Dans la loge de la Candeur, proclamant d'avance l'insurrection comme le plus saint des devoirs, Lafayette, disciple de Syeyes, rêvait la gloire de Washington ; les Lameth, surnommés les ingrats, n'y cherchaient qu'à punir la cour de ses bienfaits, comme le marquis de Montesquiou, Moreton de Chabrillant, et Custine, à la punir de ses mépris. Mais là étaient aussi les hommes plus spécialement dévoués à Philippe d'Orléans : son conseiller Laclos, son chancelier la Touche, Sillery, le plus vil de ses esclaves, et d’Aiguillon. Avec eux encore dans cette même loge étaient le marquis de Lusignan et le prince de Broglie. Guillotin, le seul frère non titré que l'on trouvât dans cette loge, en reconnut bientôt toute la puissance, lorsque cité au parlement pour un mémoire séditieux, il vit accourir en sa faveur des milliers d'adeptes, dont les menaces et les attroupements firent sentir aux magistrats qu'il n'était plus temps de sévir contre les fédérés maçonniques.

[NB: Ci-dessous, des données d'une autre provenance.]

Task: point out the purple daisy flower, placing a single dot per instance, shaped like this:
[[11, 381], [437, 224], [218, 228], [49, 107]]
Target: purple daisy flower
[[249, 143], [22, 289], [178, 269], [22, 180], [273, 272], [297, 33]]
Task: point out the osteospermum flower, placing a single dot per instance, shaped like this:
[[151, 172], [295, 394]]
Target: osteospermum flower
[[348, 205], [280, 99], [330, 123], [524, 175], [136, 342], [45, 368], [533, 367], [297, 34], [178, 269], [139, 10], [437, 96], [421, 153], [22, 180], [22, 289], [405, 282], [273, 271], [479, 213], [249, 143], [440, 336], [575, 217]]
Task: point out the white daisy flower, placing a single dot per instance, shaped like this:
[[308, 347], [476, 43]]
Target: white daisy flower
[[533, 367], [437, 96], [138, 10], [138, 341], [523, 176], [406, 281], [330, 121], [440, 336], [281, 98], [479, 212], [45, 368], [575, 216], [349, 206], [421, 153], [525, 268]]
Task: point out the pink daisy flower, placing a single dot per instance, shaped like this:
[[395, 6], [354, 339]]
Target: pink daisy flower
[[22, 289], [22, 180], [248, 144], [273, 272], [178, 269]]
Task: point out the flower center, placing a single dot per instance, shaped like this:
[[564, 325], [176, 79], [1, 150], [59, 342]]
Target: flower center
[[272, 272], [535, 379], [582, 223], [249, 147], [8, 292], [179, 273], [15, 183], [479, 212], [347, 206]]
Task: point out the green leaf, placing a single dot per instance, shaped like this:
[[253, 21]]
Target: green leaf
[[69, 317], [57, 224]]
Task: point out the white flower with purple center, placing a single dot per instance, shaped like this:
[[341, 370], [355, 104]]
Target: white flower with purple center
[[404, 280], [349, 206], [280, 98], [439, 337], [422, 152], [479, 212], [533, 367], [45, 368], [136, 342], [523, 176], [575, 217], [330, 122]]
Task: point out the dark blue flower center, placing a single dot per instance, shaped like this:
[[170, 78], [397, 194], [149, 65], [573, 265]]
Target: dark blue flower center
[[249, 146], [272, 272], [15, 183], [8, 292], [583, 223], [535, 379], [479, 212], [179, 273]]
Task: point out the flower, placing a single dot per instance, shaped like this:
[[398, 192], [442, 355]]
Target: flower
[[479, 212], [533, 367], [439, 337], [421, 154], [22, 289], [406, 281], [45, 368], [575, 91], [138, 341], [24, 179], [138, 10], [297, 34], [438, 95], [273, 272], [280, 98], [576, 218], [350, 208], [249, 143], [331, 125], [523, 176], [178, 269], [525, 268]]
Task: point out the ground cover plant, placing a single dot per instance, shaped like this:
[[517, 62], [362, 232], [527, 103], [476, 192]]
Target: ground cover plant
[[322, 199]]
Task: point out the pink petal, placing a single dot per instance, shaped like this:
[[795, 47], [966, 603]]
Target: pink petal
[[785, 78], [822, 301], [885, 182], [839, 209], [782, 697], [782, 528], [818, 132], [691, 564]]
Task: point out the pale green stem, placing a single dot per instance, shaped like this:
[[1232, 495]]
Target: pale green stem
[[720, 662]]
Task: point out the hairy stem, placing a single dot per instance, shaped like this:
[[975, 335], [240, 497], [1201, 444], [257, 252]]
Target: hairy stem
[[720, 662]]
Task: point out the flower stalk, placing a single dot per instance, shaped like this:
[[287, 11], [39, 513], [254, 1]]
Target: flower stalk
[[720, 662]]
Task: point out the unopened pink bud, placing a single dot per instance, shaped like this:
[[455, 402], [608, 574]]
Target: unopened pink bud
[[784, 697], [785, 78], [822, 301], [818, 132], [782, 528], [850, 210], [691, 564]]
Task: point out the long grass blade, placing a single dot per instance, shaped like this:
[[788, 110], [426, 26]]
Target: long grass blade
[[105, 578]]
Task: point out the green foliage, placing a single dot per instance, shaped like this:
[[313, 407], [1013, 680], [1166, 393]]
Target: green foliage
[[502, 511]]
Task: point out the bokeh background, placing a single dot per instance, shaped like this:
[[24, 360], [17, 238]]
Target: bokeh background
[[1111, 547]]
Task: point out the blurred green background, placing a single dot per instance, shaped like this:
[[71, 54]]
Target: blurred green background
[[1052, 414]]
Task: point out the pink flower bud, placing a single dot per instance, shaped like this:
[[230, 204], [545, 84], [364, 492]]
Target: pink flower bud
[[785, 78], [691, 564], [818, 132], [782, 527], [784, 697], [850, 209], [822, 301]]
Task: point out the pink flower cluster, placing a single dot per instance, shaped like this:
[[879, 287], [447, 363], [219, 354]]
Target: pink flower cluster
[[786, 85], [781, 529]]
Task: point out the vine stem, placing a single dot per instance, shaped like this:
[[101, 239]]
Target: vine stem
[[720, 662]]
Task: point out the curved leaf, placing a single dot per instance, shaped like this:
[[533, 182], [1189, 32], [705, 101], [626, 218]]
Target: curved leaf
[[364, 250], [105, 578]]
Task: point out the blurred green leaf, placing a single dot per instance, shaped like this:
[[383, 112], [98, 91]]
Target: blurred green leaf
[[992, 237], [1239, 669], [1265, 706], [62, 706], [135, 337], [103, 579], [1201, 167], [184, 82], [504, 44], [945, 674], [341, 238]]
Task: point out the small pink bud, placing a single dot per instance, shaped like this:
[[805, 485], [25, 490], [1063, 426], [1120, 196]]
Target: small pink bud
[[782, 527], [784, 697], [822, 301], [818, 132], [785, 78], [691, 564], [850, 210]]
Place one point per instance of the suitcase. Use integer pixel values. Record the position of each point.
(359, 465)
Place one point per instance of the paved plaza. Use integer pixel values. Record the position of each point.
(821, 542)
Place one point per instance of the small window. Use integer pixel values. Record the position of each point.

Tel était dans l'état des loges et des frères maçons les plus marquants dans Paris, à l'arrivée des députés de l'illuminisme germanique. C'est au comité des Amis-Réunis, que Mirabeau adressa ses frères arrivés d'Allemagne: Savalette et Bonneville avoient fait de ce comité le point central des adeptes les plus ardents pour la révolution et les plus avancés dans les mystères. Là se rendaient aux jours et aux heures convenus, et indifféremment de toutes les loges parisiennes, de celles même des provinces, tous ceux que la secte appelait dans ses derniers conseils. C'est là aussi qu'ils exposèrent l'objet et l'importance de leur mission : le code de Weishaupt fut mis sur le bureau ; des commissaires furent nommés pour en faire l'examen et le rapport.